Em uma das histórias que fazem parte de um livro que lancei o ano passado, a menina ficava impressionada com a mãe que “pegava muito engarrafamento”, mas nunca era, ela própria, o engarrafamento.
A breve observação da menina parece apontar para uma operação importante dos processos subjetivos contemporâneos. Trata-se de uma a-territolialização cínica.
Se sempre foi necessário encontrar formas para continuar vivendo, cuidando dos filhos, se apaixonando, etc, apesar das misérias que nos cercam, esse aprendizado forçado parece ter sido levado a limites que desconhecíamos.

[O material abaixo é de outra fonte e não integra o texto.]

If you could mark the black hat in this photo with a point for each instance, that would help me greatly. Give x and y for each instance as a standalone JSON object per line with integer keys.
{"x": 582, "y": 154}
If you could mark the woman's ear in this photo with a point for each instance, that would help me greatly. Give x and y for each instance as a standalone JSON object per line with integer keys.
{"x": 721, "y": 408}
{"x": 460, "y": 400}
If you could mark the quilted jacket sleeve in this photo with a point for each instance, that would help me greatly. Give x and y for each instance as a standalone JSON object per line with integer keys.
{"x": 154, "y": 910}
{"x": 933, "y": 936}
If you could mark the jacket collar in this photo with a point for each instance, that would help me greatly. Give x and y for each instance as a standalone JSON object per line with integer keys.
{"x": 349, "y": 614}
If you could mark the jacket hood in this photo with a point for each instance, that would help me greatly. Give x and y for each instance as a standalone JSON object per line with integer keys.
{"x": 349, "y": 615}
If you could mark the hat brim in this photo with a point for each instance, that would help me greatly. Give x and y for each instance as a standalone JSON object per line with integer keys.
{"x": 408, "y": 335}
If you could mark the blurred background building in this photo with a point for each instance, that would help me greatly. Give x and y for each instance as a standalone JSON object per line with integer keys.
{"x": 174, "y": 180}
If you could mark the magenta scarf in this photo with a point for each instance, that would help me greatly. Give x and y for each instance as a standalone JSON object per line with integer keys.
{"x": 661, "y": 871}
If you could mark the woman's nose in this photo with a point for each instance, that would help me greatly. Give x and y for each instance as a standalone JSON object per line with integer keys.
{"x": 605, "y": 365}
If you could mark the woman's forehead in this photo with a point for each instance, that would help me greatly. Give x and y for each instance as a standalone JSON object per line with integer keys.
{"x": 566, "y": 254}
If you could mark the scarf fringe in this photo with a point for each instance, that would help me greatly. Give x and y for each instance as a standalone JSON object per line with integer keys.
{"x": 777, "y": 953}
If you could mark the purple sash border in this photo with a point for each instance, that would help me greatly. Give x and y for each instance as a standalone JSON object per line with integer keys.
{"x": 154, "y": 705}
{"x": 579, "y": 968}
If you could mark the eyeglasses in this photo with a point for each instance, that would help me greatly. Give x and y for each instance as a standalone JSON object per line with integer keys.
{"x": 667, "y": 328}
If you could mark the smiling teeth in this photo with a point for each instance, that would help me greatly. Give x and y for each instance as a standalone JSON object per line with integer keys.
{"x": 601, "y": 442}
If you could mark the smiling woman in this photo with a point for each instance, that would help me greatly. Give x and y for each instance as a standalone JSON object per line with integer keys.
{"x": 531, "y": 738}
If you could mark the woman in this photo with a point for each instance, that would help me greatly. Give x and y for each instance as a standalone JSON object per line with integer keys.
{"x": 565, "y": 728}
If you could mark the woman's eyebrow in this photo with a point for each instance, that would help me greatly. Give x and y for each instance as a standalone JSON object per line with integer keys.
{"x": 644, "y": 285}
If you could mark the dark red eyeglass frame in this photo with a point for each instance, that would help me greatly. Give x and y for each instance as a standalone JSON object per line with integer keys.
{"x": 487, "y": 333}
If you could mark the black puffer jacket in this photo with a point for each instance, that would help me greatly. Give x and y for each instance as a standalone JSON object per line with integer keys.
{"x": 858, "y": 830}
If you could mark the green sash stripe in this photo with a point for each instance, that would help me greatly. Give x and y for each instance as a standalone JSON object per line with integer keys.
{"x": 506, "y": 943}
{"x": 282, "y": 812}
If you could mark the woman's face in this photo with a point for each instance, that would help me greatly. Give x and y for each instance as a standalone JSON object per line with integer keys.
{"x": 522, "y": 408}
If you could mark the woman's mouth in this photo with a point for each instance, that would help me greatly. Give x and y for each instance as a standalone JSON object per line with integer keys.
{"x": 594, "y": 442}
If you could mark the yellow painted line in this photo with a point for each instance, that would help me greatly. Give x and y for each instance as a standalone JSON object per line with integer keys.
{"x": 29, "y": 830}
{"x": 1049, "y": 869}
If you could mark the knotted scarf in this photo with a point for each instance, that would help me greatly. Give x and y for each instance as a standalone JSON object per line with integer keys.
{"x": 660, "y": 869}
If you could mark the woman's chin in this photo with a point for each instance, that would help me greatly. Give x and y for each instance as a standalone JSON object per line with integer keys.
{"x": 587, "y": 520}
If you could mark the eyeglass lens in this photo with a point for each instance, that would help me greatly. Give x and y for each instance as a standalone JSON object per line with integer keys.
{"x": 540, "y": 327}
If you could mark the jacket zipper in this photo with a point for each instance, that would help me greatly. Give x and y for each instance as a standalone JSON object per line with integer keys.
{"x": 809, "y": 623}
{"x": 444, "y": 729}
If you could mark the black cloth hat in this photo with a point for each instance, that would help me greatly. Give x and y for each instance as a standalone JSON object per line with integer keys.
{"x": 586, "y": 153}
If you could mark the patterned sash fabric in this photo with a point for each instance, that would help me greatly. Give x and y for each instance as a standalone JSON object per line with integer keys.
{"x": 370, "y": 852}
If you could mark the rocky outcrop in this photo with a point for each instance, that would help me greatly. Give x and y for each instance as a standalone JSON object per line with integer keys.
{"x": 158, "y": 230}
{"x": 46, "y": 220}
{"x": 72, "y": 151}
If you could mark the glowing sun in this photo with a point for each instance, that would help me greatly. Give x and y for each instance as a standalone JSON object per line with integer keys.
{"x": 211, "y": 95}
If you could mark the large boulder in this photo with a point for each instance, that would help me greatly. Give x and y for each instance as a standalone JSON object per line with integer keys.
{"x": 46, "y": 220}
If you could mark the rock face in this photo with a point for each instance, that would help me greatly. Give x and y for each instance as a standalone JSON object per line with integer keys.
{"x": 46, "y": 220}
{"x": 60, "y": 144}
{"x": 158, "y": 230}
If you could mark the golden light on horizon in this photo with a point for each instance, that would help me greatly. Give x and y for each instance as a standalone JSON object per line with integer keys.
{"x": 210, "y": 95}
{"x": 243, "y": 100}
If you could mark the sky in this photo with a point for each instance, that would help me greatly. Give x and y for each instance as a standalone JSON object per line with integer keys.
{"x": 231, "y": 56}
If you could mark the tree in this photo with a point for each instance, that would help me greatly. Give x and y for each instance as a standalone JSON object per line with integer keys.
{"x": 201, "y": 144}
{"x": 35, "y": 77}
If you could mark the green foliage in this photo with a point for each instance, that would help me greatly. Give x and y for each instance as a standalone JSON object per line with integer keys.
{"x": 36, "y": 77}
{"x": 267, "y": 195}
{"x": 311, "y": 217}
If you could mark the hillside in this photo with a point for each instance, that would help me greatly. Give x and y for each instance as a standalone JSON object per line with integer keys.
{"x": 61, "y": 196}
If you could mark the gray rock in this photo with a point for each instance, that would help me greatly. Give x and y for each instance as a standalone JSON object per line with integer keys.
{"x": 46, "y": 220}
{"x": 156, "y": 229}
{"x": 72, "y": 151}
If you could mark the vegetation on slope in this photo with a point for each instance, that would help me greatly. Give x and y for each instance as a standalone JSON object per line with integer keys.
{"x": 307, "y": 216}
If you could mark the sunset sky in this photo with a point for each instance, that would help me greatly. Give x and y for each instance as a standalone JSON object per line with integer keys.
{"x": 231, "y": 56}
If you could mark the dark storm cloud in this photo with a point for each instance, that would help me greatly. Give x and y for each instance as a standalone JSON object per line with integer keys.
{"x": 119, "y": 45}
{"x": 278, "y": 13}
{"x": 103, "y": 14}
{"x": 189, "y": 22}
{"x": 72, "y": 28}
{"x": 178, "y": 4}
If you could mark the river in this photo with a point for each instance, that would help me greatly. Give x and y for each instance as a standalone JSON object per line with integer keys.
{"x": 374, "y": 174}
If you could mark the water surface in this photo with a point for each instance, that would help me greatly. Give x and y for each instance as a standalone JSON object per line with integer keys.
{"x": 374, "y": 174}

Da mesma forma que o mercado se tornou global, o consumo e nossas vidas parecem ter perdido o território. Radicalizamos um separação entre o mundo que nos afeta e o mundo que produzimos.
Essa separação demanda dois gestos que remetem ao cinismo.
O primeiro é que não há nada mais a esconder sobre os mundos que escolhemos. O presidente da Nestlé pode dizer que toda água deve ser privatizada. O presidente de uma cadeia de TV (TF1) pode dizer que faz uma programação para tornar os cérebros disponíveis para a publicidade. Um banco que acaba de ter vários crimes revelados, como o HSBC, pode chantagear um governo, etc. No nosso pequeno mundo, consumimos Neslté porque é mais simples, compramos as roupas mais baratas possíveis, apesar de sabermos que em Bangladesh as pessoas morrem sem garantias trabalhistas produzindo para Zara e Primark. Nós mesmos não temos nada a esconder, pelo contrário. Quando mando uma foto do meu celular está escrito “sent from my iphone” ou facilmente nos encontramos em rodas que falam de carros 4x4 para espaços urbanos.
Esse primeiro gesto da a-territolialização cínica nega o território – não há gente, na há terra, não há planeta – através de uma antecipação de qualquer crítica. “Eu mesmo sei o que faço e faço porque é o sistema”, digo junto com o presidente da Neslté.
O segundo gesto opera na filtragem, na separação entre o efeito do consumo para mim e para o mundo. Isso me permite ficar indignado com o trânsito mesmo estando parado sozinho dentro de um carro. Isso me permite separar o sabor e facilidade do Nespresso da poluição e das políticas dessas empresa. Fazemos assim uma montagem cínica entre as formas de usufruirmos das coisas do mundo, essas nós aceitamos, e o modo que essas formas prescindem de um território, de outras pessoas e do planeta para existir.
Separamos assim as múltiplas esferas de cada evento, de cada consumo criando um abismo entre a esfera privada e a subtração absoluta de qualquer território.
Enquanto espero os três “likes”, dissociando essa rede social da sua contribuição para a vigilância e opressão, vou tomar um “café sem cafeína”, como diria o Zizec, ou, melhor ainda, uma vodka que não dá ressaca.